Peloton CEO John Foley resigned in February after the connected exercise pioneer eliminated 2,800 workers. No one could argue the news came as a surprise. After riding high on pandemic sales and then plummeting back to Earth, the company was in a tumultuous state. Add in the major product recall in 2021, and the executive is in for a hard couple of years. Even with former Spotify CFO Barry McCarthy in place, it appears the corporation isn’t out of the woods yet.
“We are thrilled to have found in Barry the perfect leader for the next chapter of Peloton,” Foley said at the time. “This appointment is the culmination of a months-long succession plan that I’ve been working on with our Board of Directors, and we are thrilled to have found in Barry the perfect leader for the next chapter of Peloton.” “I am excited to collaborate with him, and I encourage you to embrace him with open arms.” According to a fresh story from The Wall Street Journal, Pelton is actively wooing investors to acquire 15 to 20% of the firm in an effort to right the ship. As Peloton tries to restore its footing in the face of gym reopenings and greater competition, the transaction might bring in some much-needed cash.
With the correct investment, the organization may be able to regain trust that it is on the right route. The move would be far less dramatic than previous allegations that it was considering an outright sale to a bidder with vast riches like Amazon. Peloton’s new leadership, on the other hand, appears to be striving to put the firm in a better position to assist restore some value before a sale. Jason Aintabi of Blackwells Capital called for Foley to be dismissed and for the firm to consider a sale weeks before he left. Peloton has been contacted for comment.
John Foley announced his resignation as CEO of Peloton ahead of today’s earnings announcement. Former Spotify CFO Barry McCarthy will take up the post of executive chair, which will be held by the long-serving CEO. In his open letter, Foley said, “Barry is an excellent leader who has held top executive roles at Spotify and Netflix and is a longtime advisor and board member at public and private digital businesses.”
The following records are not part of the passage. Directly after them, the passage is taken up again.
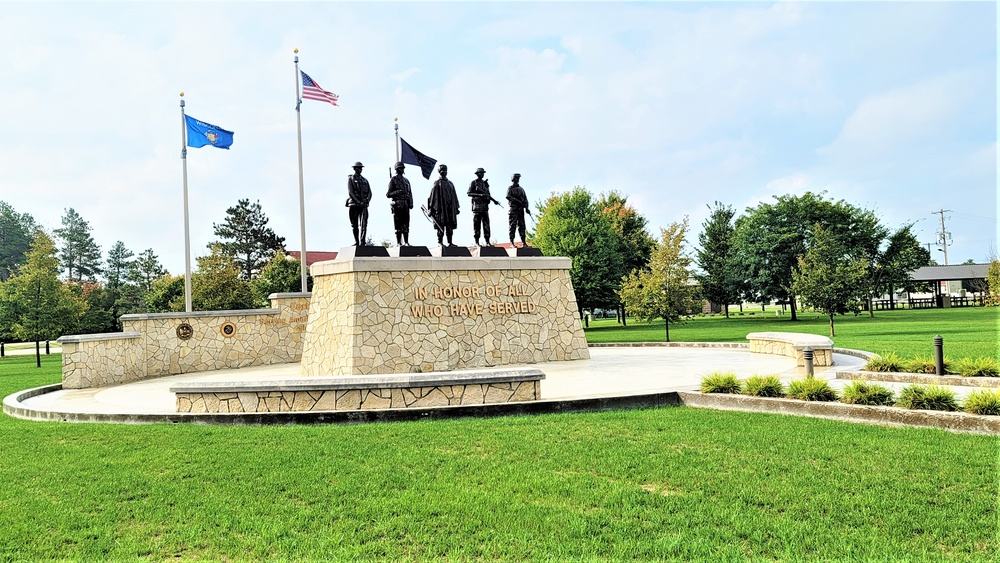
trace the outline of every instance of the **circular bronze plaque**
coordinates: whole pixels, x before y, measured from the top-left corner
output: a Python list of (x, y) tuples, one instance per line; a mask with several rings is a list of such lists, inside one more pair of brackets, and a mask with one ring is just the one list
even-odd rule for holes
[(181, 323), (177, 325), (177, 338), (180, 338), (181, 340), (187, 340), (192, 336), (194, 336), (194, 329), (191, 328), (191, 325), (187, 323)]

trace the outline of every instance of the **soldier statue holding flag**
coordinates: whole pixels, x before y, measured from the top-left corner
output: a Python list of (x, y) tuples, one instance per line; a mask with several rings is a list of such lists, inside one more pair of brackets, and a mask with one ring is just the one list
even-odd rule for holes
[(469, 184), (466, 195), (472, 198), (472, 231), (476, 236), (476, 246), (479, 246), (479, 229), (482, 226), (486, 246), (490, 245), (490, 202), (500, 205), (500, 202), (490, 195), (490, 181), (484, 180), (486, 171), (476, 168), (476, 179)]
[(396, 175), (389, 179), (389, 191), (385, 197), (392, 200), (392, 222), (396, 227), (396, 245), (410, 246), (410, 210), (413, 209), (413, 192), (410, 181), (403, 176), (405, 166), (396, 163)]
[(354, 163), (354, 174), (347, 177), (347, 207), (350, 209), (351, 230), (354, 231), (354, 246), (368, 244), (368, 202), (372, 199), (372, 189), (368, 180), (361, 175), (364, 165)]

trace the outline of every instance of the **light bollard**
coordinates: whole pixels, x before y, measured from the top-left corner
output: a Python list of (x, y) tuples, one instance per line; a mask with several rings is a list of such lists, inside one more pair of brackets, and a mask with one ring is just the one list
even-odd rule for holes
[(944, 338), (934, 337), (934, 373), (944, 375)]
[(806, 346), (802, 349), (802, 361), (806, 365), (806, 377), (813, 376), (812, 348)]

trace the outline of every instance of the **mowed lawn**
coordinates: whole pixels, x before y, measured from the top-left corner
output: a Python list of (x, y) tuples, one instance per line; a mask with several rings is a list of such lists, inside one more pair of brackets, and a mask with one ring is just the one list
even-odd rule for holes
[[(59, 380), (0, 360), (0, 395)], [(340, 426), (0, 416), (0, 560), (995, 560), (994, 437), (687, 407)]]
[[(829, 318), (812, 312), (799, 312), (791, 321), (788, 313), (775, 316), (774, 309), (744, 308), (739, 315), (731, 308), (730, 318), (722, 315), (693, 317), (681, 323), (671, 323), (673, 342), (746, 342), (751, 332), (807, 332), (830, 335)], [(962, 357), (998, 355), (1000, 339), (1000, 307), (963, 307), (954, 309), (915, 309), (878, 311), (874, 317), (838, 315), (834, 319), (836, 335), (833, 344), (869, 352), (896, 352), (905, 358), (933, 357), (934, 336), (944, 338), (945, 356)], [(614, 319), (598, 319), (587, 329), (587, 341), (663, 342), (663, 321), (641, 323), (629, 319), (622, 327)]]

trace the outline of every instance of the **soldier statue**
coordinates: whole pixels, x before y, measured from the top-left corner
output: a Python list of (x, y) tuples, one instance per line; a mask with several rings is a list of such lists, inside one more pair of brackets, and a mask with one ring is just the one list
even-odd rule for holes
[(484, 180), (486, 171), (476, 168), (476, 179), (469, 184), (468, 196), (472, 198), (472, 231), (476, 236), (476, 246), (479, 245), (479, 227), (482, 226), (486, 246), (490, 245), (490, 202), (500, 205), (500, 202), (490, 195), (490, 181)]
[(531, 209), (528, 207), (528, 196), (524, 193), (524, 188), (519, 183), (521, 180), (520, 174), (514, 174), (510, 180), (513, 182), (507, 188), (507, 202), (509, 204), (507, 224), (510, 226), (510, 245), (514, 246), (514, 229), (516, 228), (521, 235), (521, 245), (528, 246), (524, 238), (524, 213), (527, 212), (528, 215), (531, 215)]
[(396, 228), (396, 245), (410, 246), (410, 210), (413, 209), (413, 192), (410, 181), (403, 176), (402, 162), (396, 163), (396, 175), (389, 180), (385, 197), (392, 200), (392, 224)]
[(372, 189), (368, 180), (361, 175), (364, 168), (360, 162), (354, 163), (354, 174), (347, 177), (347, 207), (351, 216), (351, 230), (354, 231), (354, 246), (366, 246), (368, 240), (368, 202), (372, 199)]
[(455, 192), (455, 184), (448, 179), (448, 167), (444, 164), (438, 166), (438, 174), (440, 178), (434, 181), (431, 195), (427, 198), (427, 207), (438, 234), (438, 244), (443, 246), (443, 237), (447, 235), (448, 246), (455, 246), (452, 234), (458, 226), (458, 194)]

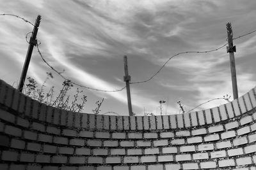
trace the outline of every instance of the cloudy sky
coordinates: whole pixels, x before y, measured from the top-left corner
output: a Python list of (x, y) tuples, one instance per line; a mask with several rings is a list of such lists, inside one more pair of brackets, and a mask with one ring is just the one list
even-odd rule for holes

“This selection is the result of a months-long succession plan that I’ve been working on with our Board of Directors, and we’re happy to have identified in Barry the ideal leader for Peloton’s next chapter.” I’m looking forward to working with him, and I hope you’ll warmly welcome him.” In addition, the company is laying off 2,800 people worldwide, or around 20% of its total staff. “Cuts will be made at every level of the business,” according to the report. Such measures come at the conclusion of a tumultuous few years for the linked fitness brand, which culminated in a decline in demand.
In addition to Foley, William Lynch, Peloton’s five-year president, will join the company’s board of directors as a nonexecutive director. Foley also mentions that his wife, Jill Foley, who has served as the brand’s VP of Apparel, will be leaving the position. Foley remarked, “She developed and built our great Apparel business from the ground up.” “We are all really proud of Jill and the team that has assisted her in building that area of our company into what it is today.”